What is not in doubt is that almost anything innovative and useful will be a massive hit in Nigeria these days. So if you have a great idea, don’t wait for it to become obvious and then impossible. Start to work on it yesterday…look for help when you are stuck.

The only evidence you need that the country needs to think of new ways of doing things is to look around you.

7. Goodluck/Sambo billboards are everywhere. They are all over the airport and are impossible to miss as you drive around town. They seem to be the only ones advertising. 

Its also an interesting part of our politics that you will never see an incumbent asking for donations from members of the public. We have subconsciously accepted that once a candidate is in office, he should be able to fund his own re-election campaign from the treasury.

So while Dele Momodu and Nuhu Ribadu ask members of the public to donate to their campaigns to get them going, you wont find any donation tab or request on the Goodluck/Sambo website.

A small point to note but it illustrates the huge challenge faced by any candidate trying to unseat an incumbent in Nigeria.

So if you are like me and you want to see change in Nigeria, be considerate when you criticise a challenger who is trying to unseat an incumbent.

But more importantly, we need to get into the habit of donating money to candidates we believe in.

Nigerians (Christians) don’t have a problem ‘sowing seeds’ in church or donating towards the purchase of a new car or house or suit for their Pastor.
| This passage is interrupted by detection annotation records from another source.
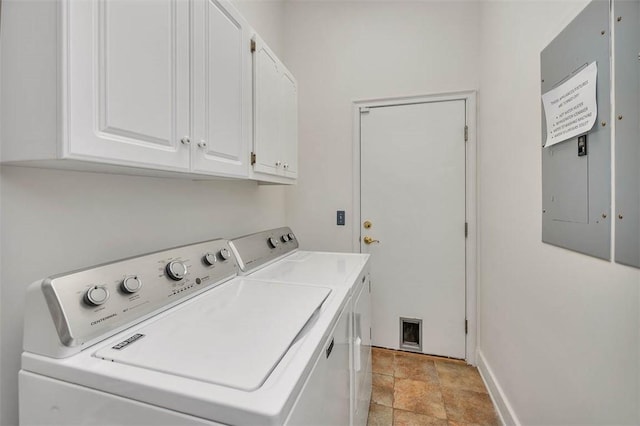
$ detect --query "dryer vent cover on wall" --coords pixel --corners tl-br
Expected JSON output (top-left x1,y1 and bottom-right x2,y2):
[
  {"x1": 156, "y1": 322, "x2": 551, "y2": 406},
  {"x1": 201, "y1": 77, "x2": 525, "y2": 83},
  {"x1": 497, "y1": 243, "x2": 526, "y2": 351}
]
[{"x1": 400, "y1": 317, "x2": 422, "y2": 352}]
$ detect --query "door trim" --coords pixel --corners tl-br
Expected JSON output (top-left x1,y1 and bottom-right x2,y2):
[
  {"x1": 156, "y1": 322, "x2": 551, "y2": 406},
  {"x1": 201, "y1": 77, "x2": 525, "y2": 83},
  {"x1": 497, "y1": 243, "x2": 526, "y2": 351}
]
[{"x1": 351, "y1": 90, "x2": 479, "y2": 365}]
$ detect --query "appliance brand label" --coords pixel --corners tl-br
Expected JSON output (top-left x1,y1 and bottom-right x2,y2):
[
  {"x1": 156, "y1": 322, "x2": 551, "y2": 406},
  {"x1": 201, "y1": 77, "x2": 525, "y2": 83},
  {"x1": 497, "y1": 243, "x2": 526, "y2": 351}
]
[{"x1": 111, "y1": 333, "x2": 144, "y2": 351}]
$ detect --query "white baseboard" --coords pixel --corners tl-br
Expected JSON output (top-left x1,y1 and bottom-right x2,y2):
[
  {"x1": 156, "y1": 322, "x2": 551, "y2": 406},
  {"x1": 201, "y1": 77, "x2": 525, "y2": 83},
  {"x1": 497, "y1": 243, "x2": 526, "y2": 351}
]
[{"x1": 476, "y1": 349, "x2": 522, "y2": 426}]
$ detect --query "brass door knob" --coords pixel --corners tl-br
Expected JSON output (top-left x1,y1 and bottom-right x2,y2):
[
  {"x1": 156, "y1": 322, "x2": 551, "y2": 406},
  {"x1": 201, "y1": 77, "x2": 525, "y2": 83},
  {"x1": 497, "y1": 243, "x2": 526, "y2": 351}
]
[{"x1": 362, "y1": 235, "x2": 380, "y2": 244}]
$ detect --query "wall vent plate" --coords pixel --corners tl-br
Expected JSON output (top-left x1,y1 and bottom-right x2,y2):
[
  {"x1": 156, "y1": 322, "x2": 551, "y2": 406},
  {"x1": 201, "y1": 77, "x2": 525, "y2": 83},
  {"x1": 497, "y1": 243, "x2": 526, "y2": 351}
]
[{"x1": 400, "y1": 317, "x2": 422, "y2": 352}]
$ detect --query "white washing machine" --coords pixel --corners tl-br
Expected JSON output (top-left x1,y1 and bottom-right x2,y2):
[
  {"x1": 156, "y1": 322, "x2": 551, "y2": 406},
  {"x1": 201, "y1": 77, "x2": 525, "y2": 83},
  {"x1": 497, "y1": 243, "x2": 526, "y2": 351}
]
[
  {"x1": 230, "y1": 227, "x2": 372, "y2": 426},
  {"x1": 19, "y1": 240, "x2": 350, "y2": 425}
]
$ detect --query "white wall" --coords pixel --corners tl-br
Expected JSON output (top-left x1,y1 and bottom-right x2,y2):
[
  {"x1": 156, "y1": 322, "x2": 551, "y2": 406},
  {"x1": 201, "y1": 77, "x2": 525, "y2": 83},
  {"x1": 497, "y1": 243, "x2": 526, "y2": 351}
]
[
  {"x1": 231, "y1": 0, "x2": 285, "y2": 60},
  {"x1": 479, "y1": 1, "x2": 640, "y2": 425},
  {"x1": 285, "y1": 1, "x2": 480, "y2": 251},
  {"x1": 0, "y1": 2, "x2": 285, "y2": 426}
]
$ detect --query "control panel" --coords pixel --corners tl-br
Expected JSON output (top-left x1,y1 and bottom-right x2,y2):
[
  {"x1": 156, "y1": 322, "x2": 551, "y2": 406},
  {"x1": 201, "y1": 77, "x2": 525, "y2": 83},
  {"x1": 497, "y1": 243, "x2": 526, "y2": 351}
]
[
  {"x1": 229, "y1": 227, "x2": 298, "y2": 272},
  {"x1": 42, "y1": 240, "x2": 238, "y2": 347}
]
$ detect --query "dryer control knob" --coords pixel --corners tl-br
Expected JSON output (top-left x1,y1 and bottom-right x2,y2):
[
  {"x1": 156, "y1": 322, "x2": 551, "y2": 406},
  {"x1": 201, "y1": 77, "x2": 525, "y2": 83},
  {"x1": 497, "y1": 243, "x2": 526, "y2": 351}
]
[
  {"x1": 165, "y1": 260, "x2": 187, "y2": 281},
  {"x1": 220, "y1": 248, "x2": 231, "y2": 260},
  {"x1": 84, "y1": 285, "x2": 109, "y2": 306},
  {"x1": 120, "y1": 275, "x2": 142, "y2": 293},
  {"x1": 202, "y1": 252, "x2": 218, "y2": 266}
]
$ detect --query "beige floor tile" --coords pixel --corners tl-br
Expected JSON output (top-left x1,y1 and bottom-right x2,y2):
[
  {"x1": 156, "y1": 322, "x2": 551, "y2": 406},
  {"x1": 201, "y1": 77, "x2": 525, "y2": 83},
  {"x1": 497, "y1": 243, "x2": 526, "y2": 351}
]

The reality is that after you have done all that, by and large the problems of Nigeria still remain.

Its not out of place that we learn to ‘sow seeds’ into the campaigns of candidates we believe in. The best candidates are usually the ones who need the most money…look for them, they are there. They might not be in the PDP or the ACN, but they are there working as hard as they can under very difficult circumstances.

Let me introduce to you one such candidate I am backing (if you haven’t met him). His name is Malcolm Fabiyi and he’s running for the Senate from Abuja. You can download his manifesto here and see what he’s all about. And if you feel comfortable enough with what you have seen, contact them to make a donation.

P.S Femi Pedro has this huge billboard ontop of a building on Ikorodu road. Shame really.

8. So I am now a registered voter. I have selected the candidate I am voting for (will gist you more on that shortly) and I will be returning to vote in April and most importantly I will protect my vote.

I do not know what the Nigerian people will say via the ballot box in April. But I do know that they are not dumb as our politicians have made it look like in past elections. So even if the people are talking rubbish, I am confident that their voices will be heard.

Maybe then, we can begin to make the connection between the way we vote and the state of the nation and then rectify it at the next opportunity we get via the ballot box.



I was in and out of Lagos like Jack Bauer. If I didn’t get in touch, I apologise. I will make it up in a couple of months time.